Une fois de plus, je parlais dans le vide. Il fixait avec insistance la croix design autour de mon cou. Croix en argent que je porte de manière non ostentatoire sur une chaîne d'argent, sans aucun rapport à la religion, juste par goût.

- C'est vrêêi que tu en as déjà assêêz avec ta croix. (Et il se marre tout seul tel un petit ressort qui tressaille.) Je suis très biblique ce matin... Allêêêêêz aide-moi, s'il te plêêêêêêit, je ne m'en sors pas. »

Las, je pousse un long soupir d'accablement. Si je dédaigne de lui porter secours, il m'enquiquinera toute la fin de la matinée et une bonne partie de l'après-midi. Pire, il bêlera à n'en plus finir. Avec un altruisme qui soudain m'inonde, une foi qui par miracle m'illumine, je me remémore cet adage biblique : "Tu aimeras ton prochain comme toi-même". Ne peut-on pas faire une exception, une toute petite exception, si'ou plaît Entité Supérieure, quel que soit le nom que l'on te donne ? une exception juste pour un seul être humain... Enfin je veux dire pour ce truc-là... pardon... ce Trusq-là !
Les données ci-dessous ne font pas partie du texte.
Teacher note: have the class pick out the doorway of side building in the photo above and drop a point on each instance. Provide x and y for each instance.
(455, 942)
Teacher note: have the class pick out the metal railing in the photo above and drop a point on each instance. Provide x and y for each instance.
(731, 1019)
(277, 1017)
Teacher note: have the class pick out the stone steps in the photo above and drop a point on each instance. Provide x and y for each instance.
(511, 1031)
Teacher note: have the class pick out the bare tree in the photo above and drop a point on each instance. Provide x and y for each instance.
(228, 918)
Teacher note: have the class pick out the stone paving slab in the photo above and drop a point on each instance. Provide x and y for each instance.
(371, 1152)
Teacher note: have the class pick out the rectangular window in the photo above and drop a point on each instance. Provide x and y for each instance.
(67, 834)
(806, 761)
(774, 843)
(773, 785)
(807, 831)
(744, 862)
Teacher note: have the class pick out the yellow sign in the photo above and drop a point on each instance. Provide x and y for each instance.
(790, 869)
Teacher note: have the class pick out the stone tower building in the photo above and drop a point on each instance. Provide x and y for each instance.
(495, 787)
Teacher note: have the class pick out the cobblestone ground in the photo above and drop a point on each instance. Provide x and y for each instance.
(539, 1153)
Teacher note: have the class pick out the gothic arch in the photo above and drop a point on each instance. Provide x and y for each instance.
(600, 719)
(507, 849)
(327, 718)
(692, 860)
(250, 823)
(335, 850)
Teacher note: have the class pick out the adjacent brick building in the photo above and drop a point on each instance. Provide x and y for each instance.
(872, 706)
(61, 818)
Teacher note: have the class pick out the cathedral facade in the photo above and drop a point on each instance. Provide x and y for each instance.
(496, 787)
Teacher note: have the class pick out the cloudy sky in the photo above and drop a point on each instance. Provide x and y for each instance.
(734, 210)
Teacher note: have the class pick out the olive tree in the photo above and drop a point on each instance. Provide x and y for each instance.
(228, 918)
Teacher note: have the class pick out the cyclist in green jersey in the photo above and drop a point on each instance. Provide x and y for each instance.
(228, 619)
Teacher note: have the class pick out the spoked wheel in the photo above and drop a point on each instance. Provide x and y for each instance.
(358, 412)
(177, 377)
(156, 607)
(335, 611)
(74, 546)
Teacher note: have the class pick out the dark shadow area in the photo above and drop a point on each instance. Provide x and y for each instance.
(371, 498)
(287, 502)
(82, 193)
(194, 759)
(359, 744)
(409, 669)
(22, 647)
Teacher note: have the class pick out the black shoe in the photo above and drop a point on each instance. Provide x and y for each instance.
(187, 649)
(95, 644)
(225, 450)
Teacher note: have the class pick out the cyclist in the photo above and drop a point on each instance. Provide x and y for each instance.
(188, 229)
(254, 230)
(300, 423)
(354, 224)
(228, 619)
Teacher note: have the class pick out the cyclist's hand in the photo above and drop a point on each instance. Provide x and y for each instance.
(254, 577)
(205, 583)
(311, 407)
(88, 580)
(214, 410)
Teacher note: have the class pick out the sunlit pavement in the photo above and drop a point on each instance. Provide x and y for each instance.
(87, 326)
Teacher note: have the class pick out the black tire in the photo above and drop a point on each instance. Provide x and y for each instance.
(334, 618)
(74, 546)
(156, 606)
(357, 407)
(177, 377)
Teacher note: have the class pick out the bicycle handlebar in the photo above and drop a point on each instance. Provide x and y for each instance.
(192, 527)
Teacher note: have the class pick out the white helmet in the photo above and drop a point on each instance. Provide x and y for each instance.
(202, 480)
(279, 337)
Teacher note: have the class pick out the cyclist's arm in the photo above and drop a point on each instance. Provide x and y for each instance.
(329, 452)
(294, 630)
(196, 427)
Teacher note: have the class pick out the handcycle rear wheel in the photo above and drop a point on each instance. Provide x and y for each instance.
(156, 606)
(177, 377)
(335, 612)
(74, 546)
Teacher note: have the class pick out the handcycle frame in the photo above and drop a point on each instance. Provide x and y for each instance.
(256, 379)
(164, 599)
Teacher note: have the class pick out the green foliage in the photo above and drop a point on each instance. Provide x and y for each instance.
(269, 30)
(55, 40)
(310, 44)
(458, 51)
Avec réticence et une légère pointe d'angoisse au ventre, je m'approche de son écran. Comment décrire alors ce que j'y ai vu ? Les mots se bousculent en vrac dans ma tête. Je vous les livre comme ils viennent : la bérézina, défaillance de l'irrigation sanguine, mauvaise volonté, sabotage volontaire, neurones atrophiés, ravages d'une guerre informatique, incompétence proverbiale, désastre prévisible, indescriptible capharnaüm, saccage, vie végétative, clone défectueux à la crétinerie aggravée, livraison sans cortex, catastrophe ambulante, paralysie temporaire des mains.

Je contemplais un fatras de mots et de chiffres disposés dans des cases de manière aléatoire, sans la moindre logique – ou selon une logique du hasard. Rien n'est correct, rien n'est cohérent. Mon visage se contracte afin de ne pas émettre un cri d'effroi. Est-il réellement médiocre à ce point ? Même pas capable de remplir des colonnes en recopiant mot à mot ses propres documents. Par le trident de Poséidon, qu'ai-je donc fait de si mal sur cette Terre pour que j'encours votre courroux divin ? Par la barbe de Zeus, qu'ai-je donc fait de si mal sur cette Terre pour que j'endure ce supplice sisyphien ? A mon tour, je dépose les armes.

Le publipostage qui, à l'origine, aurait dû lui faire gagner un temps précieux a ralenti sa progression. Mieux vaut s'en tenir à la bonne vieille méthode du courrier de base via WORD : à chaque dossier correspond un courrier. On va abandonner le publipostage via EXCEL et ce, de façon définitive.